Noch kein Haftbefehl
Trump ist für Dienstag um 15 Uhr (Ortszeit) zur Anklageverlesung vor dem Bundesgericht in Miami geladen. Dabei wird er formell über die gegen ihn erhobenen Vorwürfe informiert und hat dann in der Regel die Möglichkeit, zum Beispiel auf "nicht schuldig" oder "schuldig" zu plädieren. Es ist davon auszugehen, dass Trump sich – wie schon in seinem ersten Strafverfahren im April – für "nicht schuldig" aussprechen wird, denn er bestreitet die Vorwürfe.

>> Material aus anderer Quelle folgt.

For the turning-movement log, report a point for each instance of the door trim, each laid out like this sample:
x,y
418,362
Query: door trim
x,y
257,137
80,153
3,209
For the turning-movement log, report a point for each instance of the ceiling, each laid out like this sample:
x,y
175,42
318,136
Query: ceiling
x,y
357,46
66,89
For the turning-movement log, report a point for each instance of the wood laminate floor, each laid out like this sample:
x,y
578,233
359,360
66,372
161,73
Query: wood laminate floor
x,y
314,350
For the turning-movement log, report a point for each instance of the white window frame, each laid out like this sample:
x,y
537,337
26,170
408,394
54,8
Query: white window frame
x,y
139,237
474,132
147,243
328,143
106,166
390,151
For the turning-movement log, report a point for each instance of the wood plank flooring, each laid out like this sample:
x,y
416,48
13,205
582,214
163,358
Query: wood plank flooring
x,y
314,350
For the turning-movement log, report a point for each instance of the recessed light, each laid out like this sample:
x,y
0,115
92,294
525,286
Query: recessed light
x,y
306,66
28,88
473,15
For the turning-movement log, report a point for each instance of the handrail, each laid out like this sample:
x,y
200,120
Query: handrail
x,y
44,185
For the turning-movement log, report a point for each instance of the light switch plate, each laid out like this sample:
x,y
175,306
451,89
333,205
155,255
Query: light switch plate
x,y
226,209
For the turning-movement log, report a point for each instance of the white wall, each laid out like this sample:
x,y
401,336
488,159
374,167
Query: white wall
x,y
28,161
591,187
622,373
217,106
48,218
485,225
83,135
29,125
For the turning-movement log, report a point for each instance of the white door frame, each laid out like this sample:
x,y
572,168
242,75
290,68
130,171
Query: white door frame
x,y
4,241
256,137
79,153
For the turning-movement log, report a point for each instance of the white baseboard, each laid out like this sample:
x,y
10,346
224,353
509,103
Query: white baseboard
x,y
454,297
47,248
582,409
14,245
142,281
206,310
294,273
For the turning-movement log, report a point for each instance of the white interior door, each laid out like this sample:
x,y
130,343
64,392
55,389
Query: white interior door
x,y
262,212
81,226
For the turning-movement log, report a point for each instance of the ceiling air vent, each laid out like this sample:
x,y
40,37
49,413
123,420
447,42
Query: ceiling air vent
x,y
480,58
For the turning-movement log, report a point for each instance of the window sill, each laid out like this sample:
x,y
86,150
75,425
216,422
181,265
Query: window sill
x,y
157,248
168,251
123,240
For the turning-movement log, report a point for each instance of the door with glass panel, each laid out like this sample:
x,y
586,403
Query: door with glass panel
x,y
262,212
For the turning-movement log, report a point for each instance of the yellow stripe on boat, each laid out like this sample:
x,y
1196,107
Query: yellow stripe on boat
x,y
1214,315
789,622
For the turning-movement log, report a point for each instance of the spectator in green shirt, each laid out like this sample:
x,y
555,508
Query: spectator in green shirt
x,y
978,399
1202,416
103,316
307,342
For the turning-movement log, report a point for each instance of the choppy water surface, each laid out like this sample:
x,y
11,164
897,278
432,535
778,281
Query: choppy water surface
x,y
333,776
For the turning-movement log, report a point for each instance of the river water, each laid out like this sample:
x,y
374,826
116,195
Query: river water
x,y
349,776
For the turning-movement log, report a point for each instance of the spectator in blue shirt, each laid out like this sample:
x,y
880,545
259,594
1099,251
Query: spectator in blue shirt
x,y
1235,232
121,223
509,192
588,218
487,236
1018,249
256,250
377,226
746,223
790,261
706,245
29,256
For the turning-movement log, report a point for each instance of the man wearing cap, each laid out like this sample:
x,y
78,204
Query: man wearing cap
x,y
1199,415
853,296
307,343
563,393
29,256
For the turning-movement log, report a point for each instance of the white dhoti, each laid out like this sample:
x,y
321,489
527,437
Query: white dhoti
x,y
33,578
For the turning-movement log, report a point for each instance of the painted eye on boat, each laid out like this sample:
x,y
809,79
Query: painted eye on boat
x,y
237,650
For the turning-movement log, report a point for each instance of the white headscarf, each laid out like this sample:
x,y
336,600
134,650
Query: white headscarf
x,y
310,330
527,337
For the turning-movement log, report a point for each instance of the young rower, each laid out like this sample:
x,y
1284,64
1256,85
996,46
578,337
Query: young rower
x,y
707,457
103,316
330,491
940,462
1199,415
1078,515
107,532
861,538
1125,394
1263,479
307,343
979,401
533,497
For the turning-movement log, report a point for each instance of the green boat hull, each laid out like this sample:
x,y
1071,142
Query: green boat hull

Ein Haftbefehl liegt gegen Trump nicht vor – bisher: Das Gericht entscheidet am Verlesungstermin auch darüber, ob der Angeklagte bis zum Prozessbeginn festgehalten wird, etwa wenn Fluchtgefahr oder eine Gefahr für die Allgemeinheit besteht. Davon ist nach Einschätzungen von Fachleuten in Trumps Fall jedoch nicht auszugehen.
Weitere Ermittlungen gegen Trump
Sonderermittler Smith untersucht auch Trumps Rolle beim Sturm auf das US-Kapitol, hier gibt es bisher keine Anklage. Mit Blick auf die Frage nach dem Ausschluss von politischen Ämtern ist dies aber der spannendere Fall, denn Trump könnte wegen des seltenen Straftatbestands der Aufruhr angeklagt und verurteilt werden. Laut Verfassung sind all jene von öffentlichen Ämtern ausgeschlossen, die sich an einem Aufstand gegen die Regierung beteiligt haben.
Auch zu Trumps Rolle bei den Bemühungen, den Ausgang der Präsidentenwahl 2020 zu beeinflussen, wird ermittelt. Hier könnte es ebenfalls zu einer Anklage kommen. Im Bundesstaat Georgia untersucht die Staatsanwaltschaft den Vorwurf der Wahlmanipulation.